I don't think efficiency of navigating your IDE is a major factor in your productivity. If you like your setup, it's probably not going to matter a whole lot. The tool you make money with is your brain.
Hard disagree.
Few points I can easily remember:
1. Navigating the code, e.g easily see all the callers, navigate up/down the call tree requires static code analysis. Super handy while reading someone's else code, which is like 90% on large projects.
2. Quick refactorings. Often times I see people discuss in lengths what would/could be instead of just go and try it out quickly, seeing all the pros and cons. Many times I proven myself wrong by trying it out and seeing pitfalls I didn't see earlier.

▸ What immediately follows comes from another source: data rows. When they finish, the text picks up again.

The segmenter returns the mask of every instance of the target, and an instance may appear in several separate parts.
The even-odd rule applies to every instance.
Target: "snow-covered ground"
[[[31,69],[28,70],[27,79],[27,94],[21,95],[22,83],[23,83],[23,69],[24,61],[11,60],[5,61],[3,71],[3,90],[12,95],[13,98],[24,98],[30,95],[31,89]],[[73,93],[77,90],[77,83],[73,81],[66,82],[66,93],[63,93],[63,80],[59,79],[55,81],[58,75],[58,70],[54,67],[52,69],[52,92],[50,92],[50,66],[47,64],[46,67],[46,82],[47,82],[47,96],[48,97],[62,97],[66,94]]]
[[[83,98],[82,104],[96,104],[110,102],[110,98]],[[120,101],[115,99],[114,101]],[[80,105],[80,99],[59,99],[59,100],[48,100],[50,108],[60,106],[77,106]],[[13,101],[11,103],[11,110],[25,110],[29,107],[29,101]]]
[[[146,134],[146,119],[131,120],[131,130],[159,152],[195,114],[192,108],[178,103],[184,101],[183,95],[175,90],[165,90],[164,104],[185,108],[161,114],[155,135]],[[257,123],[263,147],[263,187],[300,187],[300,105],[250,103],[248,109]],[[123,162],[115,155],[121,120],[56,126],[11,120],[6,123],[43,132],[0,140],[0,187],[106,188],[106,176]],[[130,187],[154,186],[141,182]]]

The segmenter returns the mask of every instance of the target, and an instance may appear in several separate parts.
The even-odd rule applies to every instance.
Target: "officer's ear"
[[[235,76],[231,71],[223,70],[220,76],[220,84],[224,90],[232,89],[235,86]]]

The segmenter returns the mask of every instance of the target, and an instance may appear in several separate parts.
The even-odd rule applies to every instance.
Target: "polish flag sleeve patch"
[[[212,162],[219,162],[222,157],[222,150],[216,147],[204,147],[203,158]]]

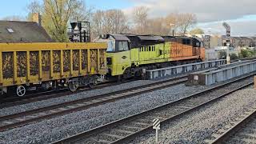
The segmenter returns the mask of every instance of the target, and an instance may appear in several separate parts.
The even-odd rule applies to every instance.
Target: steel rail
[[[161,113],[161,111],[166,111],[166,113],[164,113],[164,114],[167,114],[166,113],[168,113],[168,110],[169,110],[169,111],[172,111],[172,110],[174,110],[174,107],[175,107],[175,106],[179,106],[178,108],[182,108],[182,106],[183,107],[186,106],[186,105],[184,104],[184,103],[186,103],[186,102],[188,104],[187,106],[190,106],[190,104],[191,103],[190,100],[191,100],[191,98],[199,98],[199,97],[201,98],[203,95],[209,96],[210,93],[215,93],[216,90],[218,90],[218,89],[222,90],[222,91],[223,92],[223,94],[221,94],[220,96],[218,96],[216,98],[213,98],[210,100],[204,102],[202,103],[200,103],[195,106],[194,106],[192,107],[188,106],[186,110],[186,108],[184,109],[185,111],[175,114],[174,115],[172,115],[170,117],[165,118],[166,116],[162,116],[162,115],[159,116],[160,118],[162,118],[161,120],[162,124],[165,124],[167,122],[178,119],[178,118],[181,118],[182,116],[184,116],[185,114],[190,114],[191,112],[194,112],[194,111],[202,108],[202,106],[205,106],[210,104],[210,103],[213,103],[214,102],[218,102],[218,101],[221,100],[222,98],[224,98],[230,94],[232,94],[232,93],[234,93],[237,90],[239,90],[244,87],[246,87],[248,86],[252,85],[253,82],[250,82],[250,83],[243,85],[242,86],[237,87],[234,90],[227,90],[227,92],[226,92],[226,90],[223,90],[223,87],[228,86],[231,83],[235,83],[237,82],[242,81],[246,78],[251,78],[254,74],[250,74],[250,75],[243,77],[243,78],[240,78],[236,80],[233,80],[230,82],[222,84],[222,85],[219,85],[218,86],[215,86],[215,87],[213,87],[210,89],[207,89],[206,90],[202,91],[202,92],[190,95],[186,98],[181,98],[179,100],[177,100],[177,101],[167,103],[167,104],[164,104],[164,105],[158,106],[156,108],[153,108],[151,110],[146,110],[142,113],[139,113],[139,114],[134,114],[132,116],[129,116],[129,117],[126,117],[126,118],[120,119],[120,120],[117,120],[115,122],[94,128],[92,130],[89,130],[85,132],[82,132],[80,134],[61,139],[57,142],[54,142],[53,143],[54,143],[54,144],[55,143],[62,143],[62,143],[75,143],[78,142],[82,142],[83,139],[89,141],[89,142],[90,140],[90,141],[92,141],[92,142],[123,143],[125,142],[134,139],[136,136],[138,136],[141,134],[144,134],[145,132],[152,130],[152,126],[151,126],[152,123],[151,123],[151,121],[150,120],[150,119],[152,119],[152,115],[159,115],[159,113]],[[138,122],[138,122],[147,121],[150,123],[142,122],[142,125],[146,125],[144,127],[143,126],[138,126],[138,127],[131,126],[131,128],[134,128],[134,129],[137,128],[137,130],[123,130],[122,129],[122,128],[123,128],[123,126],[126,127],[126,125],[130,126],[130,124],[131,124],[133,122],[136,123],[136,122]],[[138,124],[138,122],[137,122],[137,124]],[[109,130],[113,130],[114,129],[116,129],[117,131],[121,130],[124,133],[126,132],[126,136],[123,136],[123,135],[120,136],[120,135],[116,135],[116,134],[110,134],[110,132]],[[108,138],[110,137],[111,137],[113,139],[115,139],[115,140],[110,141],[110,140],[106,140],[104,138],[102,138],[102,139],[94,138],[94,137],[97,138],[98,136],[103,136],[103,137],[107,136]]]
[[[99,105],[113,102],[120,99],[134,97],[142,94],[179,85],[186,82],[186,77],[177,78],[167,81],[138,86],[136,88],[130,88],[109,94],[100,94],[50,106],[28,110],[18,114],[2,116],[0,117],[0,131],[4,131],[8,129],[20,126],[33,122],[83,110]]]

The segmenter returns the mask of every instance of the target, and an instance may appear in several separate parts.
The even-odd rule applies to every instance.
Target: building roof
[[[53,40],[37,22],[0,21],[0,43],[50,42]]]

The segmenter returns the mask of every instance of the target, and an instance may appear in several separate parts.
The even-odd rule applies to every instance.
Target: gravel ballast
[[[162,81],[162,80],[159,80],[159,81]],[[47,100],[23,104],[20,106],[3,108],[0,110],[0,116],[21,113],[27,110],[31,110],[34,109],[38,109],[38,108],[53,106],[53,105],[63,103],[63,102],[67,102],[70,101],[74,101],[78,99],[82,99],[85,98],[93,97],[99,94],[104,94],[115,92],[115,91],[126,90],[129,88],[138,87],[140,86],[145,86],[150,83],[154,83],[159,81],[146,81],[146,80],[134,81],[134,82],[130,82],[116,85],[113,86],[108,86],[108,87],[102,88],[99,90],[92,90],[89,91],[81,92],[81,93],[67,95],[61,98],[50,98]]]
[[[160,143],[203,143],[218,130],[230,126],[246,109],[256,106],[256,90],[249,87],[222,101],[162,126]],[[134,143],[154,143],[154,134],[138,138]]]
[[[178,85],[0,133],[1,143],[47,143],[201,91]]]

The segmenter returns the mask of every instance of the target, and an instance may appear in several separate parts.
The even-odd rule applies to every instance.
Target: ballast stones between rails
[[[240,78],[240,80],[244,79]],[[243,82],[241,82],[240,85],[235,83],[228,85],[226,83],[222,85],[222,86],[226,86],[210,89],[155,109],[92,129],[73,137],[64,138],[54,143],[122,143],[127,142],[127,140],[134,139],[142,132],[152,130],[152,120],[154,118],[160,118],[162,122],[178,118],[186,113],[192,112],[208,103],[220,100],[221,98],[225,97],[230,93],[251,84],[245,86]],[[208,94],[209,92],[210,94]]]
[[[135,95],[150,92],[152,90],[160,90],[168,86],[181,84],[185,82],[186,79],[187,78],[179,78],[177,79],[168,80],[166,82],[143,86],[141,88],[133,89],[130,90],[121,90],[119,92],[114,92],[109,94],[98,95],[82,100],[77,100],[19,114],[14,114],[12,115],[0,117],[0,131],[28,124],[33,122],[40,121],[45,118],[50,118],[55,116],[82,110],[92,106],[114,102],[118,99],[134,97]]]
[[[226,125],[211,135],[206,143],[255,143],[256,106],[250,107],[230,125]]]

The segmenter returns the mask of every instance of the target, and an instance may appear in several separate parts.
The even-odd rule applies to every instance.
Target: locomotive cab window
[[[117,42],[117,47],[118,51],[127,51],[130,50],[129,43],[126,41]]]

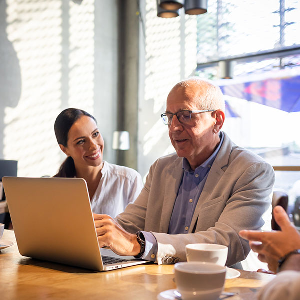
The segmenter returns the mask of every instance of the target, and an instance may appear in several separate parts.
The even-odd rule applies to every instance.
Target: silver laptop
[[[23,256],[96,271],[148,262],[100,248],[84,180],[4,177],[2,181]]]

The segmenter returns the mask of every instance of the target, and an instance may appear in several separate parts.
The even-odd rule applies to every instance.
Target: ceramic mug
[[[4,224],[2,224],[0,223],[0,240],[2,238],[2,236],[3,236],[3,233],[4,232],[4,227],[5,225]]]
[[[175,280],[184,300],[214,300],[221,294],[226,267],[210,262],[179,262],[175,264]]]
[[[228,247],[216,244],[190,244],[186,246],[186,260],[190,262],[205,262],[225,266]]]

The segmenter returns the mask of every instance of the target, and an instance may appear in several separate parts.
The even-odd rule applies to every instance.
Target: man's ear
[[[225,114],[223,110],[218,110],[214,112],[214,118],[216,119],[216,124],[214,128],[214,132],[215,134],[218,134],[221,130],[224,121],[225,120]]]
[[[66,155],[68,156],[70,156],[68,154],[68,150],[67,147],[65,147],[64,145],[62,145],[62,144],[60,144],[60,149],[62,149],[62,152],[64,152],[64,153],[66,154]]]

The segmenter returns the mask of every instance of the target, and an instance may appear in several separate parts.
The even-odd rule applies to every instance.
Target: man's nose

3. Warnings: so many real bugs could've been prevented if developers had seen (or cared about) to IDE showing a warning. Many PR review suggestions are detectable by a proper IDE without wasting reviewer's time.
4. Hotkeys (what the parent comment was talking about) -- speeds up all of that, especially refactorings, freeing dev's brain for thinking of architecture and other problems.
I can go on an on. Sometimes it feels like 50%+ of AI usage for coding is to free up fingers, not knowing that they were already mostly free by using static analysis features/hotkeys.
It pays to help one's brain stay in the flow, though, and fast and reliable muscle-memory-based navigation of one's IDE does exactly that.